The basis of political-speech regulation is the 1971 Federal Election Campaign Act. Bradley Smith, a member of the Federal Election Commission and author of ``Unfree Speech: The Folly of Campaign Finance Reform,'' calls the FECA ``one of the most radical laws ever passed in the United States.'' Because of it, for the first time Americans were required to register with the government before spending money to disseminate criticism of its officeholders.

Liberals eager for more regulation of political speech should note the pedigree of their project. The first FECA enforcement action came in 1972, when some citizens organized as the National Committee for Impeachment paid $17,850 to run a New York Times ad criticizing President Nixon. His Justice Department got a court to enjoin the committee from further spending to disseminate its beliefs. Justice said the committee had not properly registered with the government and the committee's activities might ``affect'' the 1972 election, so it was barred from spending more than $1,000 to communicate its opinions. After the expense of reaching a federal appellate court, the committee defeated the FEC, but only because the committee had not engaged in ``express advocacy'' by explicitly urging people to vote for or against a specific candidate.

In 1976 some citizens formed the Central Long Island Tax Reform Immediately Committee, which spent $135 to distribute the voting record of a congressman who displeased them. Two years later this dissemination of truthful information brought a suit from the FEC's speech police, who said the committee's speech was illegal because the committee had not fulfilled all the registering and reporting the FECA requires of those who engage in independent expenditure supporting or opposing a candidate. The committee won in a federal appellate court, but only because it had not engaged in ``express advocacy.''

In 1998, with impeachment approaching, Leo Smith, a Connecticut voter, designed a Web site urging support for Clinton and defeat of Rep. Nancy Johnson, R-Conn. When the campaign of Johnson's opponent contacted Smith, worried that his site put him and their campaign in violation of the FECA, he sought an FEC advisory opinion.

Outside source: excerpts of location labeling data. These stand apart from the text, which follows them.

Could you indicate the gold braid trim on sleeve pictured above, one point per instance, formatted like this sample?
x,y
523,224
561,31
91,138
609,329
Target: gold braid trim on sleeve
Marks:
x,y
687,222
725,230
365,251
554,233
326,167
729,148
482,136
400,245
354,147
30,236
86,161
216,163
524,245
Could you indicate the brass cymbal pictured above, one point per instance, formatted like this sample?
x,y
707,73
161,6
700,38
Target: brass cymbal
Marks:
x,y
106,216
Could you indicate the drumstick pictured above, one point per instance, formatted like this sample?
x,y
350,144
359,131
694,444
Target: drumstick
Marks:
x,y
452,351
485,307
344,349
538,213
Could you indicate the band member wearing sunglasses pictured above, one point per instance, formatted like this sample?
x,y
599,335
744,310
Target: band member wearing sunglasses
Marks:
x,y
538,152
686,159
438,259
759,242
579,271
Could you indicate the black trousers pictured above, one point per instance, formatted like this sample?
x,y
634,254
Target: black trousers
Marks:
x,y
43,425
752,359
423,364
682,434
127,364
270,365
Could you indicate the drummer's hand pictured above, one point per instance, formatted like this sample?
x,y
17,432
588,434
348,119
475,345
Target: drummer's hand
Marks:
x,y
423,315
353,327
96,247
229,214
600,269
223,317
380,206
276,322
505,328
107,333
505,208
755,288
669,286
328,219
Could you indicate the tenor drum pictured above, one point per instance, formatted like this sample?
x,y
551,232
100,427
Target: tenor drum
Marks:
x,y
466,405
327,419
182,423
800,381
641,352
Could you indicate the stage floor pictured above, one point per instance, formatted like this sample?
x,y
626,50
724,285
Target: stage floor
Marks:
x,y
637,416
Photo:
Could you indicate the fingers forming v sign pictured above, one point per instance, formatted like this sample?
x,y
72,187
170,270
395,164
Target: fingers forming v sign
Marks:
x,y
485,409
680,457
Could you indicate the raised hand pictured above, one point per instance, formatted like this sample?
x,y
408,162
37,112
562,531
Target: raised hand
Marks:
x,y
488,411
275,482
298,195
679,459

Although Smith neither received nor expended money to create this particular Web site, the FEC said the law's definition of a political expenditure includes a gift of ``something of value,'' and the FEC noted that his site was ``administered and maintained'' by his personal computer, which cost money. And that the ``domain name Web site'' was registered in 1996 for $100 for two years and for $35 a year thereafter. And ``costs associated with the creation and maintaining'' of the site are considered an expenditure because the site uses the words that bring on the speech police--it ``expressly advocates'' the election of one candidate and the defeat of another.

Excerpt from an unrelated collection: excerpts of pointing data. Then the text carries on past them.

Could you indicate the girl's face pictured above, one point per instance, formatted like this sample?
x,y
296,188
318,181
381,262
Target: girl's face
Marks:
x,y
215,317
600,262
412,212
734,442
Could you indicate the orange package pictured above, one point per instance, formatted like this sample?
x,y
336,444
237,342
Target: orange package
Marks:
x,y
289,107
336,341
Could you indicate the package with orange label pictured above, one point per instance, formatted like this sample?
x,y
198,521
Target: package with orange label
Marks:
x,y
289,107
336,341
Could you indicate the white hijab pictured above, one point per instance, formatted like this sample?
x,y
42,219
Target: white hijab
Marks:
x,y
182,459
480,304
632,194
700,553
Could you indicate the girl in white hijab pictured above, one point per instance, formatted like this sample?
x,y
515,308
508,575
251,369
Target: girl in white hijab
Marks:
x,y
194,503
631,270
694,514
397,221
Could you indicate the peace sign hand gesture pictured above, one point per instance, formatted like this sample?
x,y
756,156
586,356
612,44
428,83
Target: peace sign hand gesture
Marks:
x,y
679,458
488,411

The FEC advised Smith that if his site really was independent, he would be ``required to file reports with the Commission if the total value of your expenditures exceeds $250 during 1998.'' If his activity were not truly independent, his ``expenditures'' would have to be reported as an in-kind contribution to Johnson's opponent. Smith ignored the FEC, which, perhaps too busy policing speech elsewhere, let him get away with free speech.

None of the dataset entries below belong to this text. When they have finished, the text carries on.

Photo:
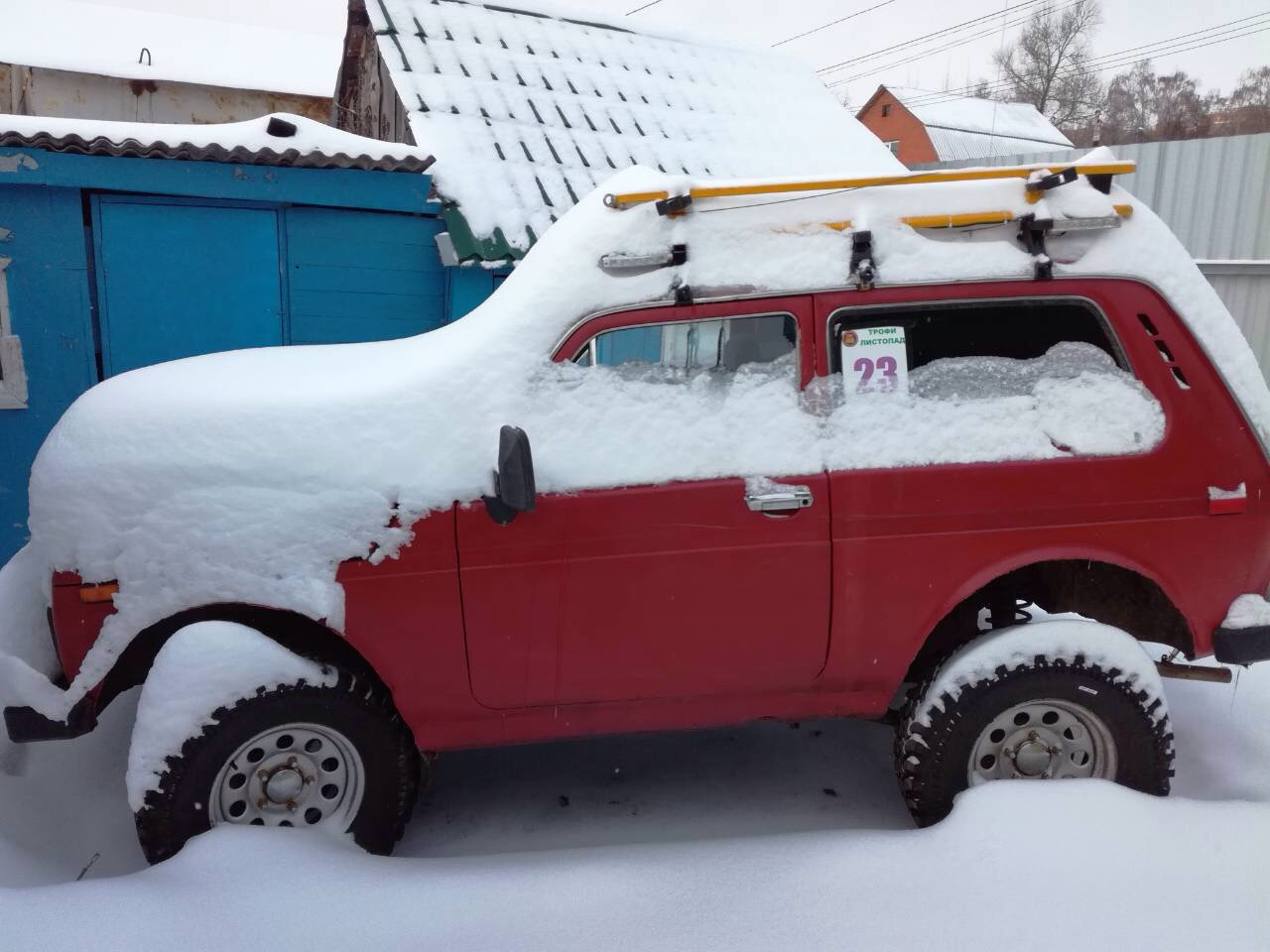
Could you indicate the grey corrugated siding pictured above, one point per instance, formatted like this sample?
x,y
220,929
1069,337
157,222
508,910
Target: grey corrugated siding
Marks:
x,y
1214,193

Today Internet pornography is protected from regulation, but not Internet political speech. And campaign finance ``reformers'' aspire to much, much more regulation because, they say, there is ``too much money in politics.''

Actually, too much money that could fund political discourse is spent on complying with FECA speech regulations. To cover compliance costs, the Bush and Gore campaigns combined raised $15,135,382.54. And Bradley Smith notes that because of the law's ambiguities and the FEC's vast discretion, litigation has become a campaign weapon: Candidates file charges to embarrass opponents and force them to expend resources fending off the speech police. Consider this legacy of ``reforms'' during this month's debate about adding to them.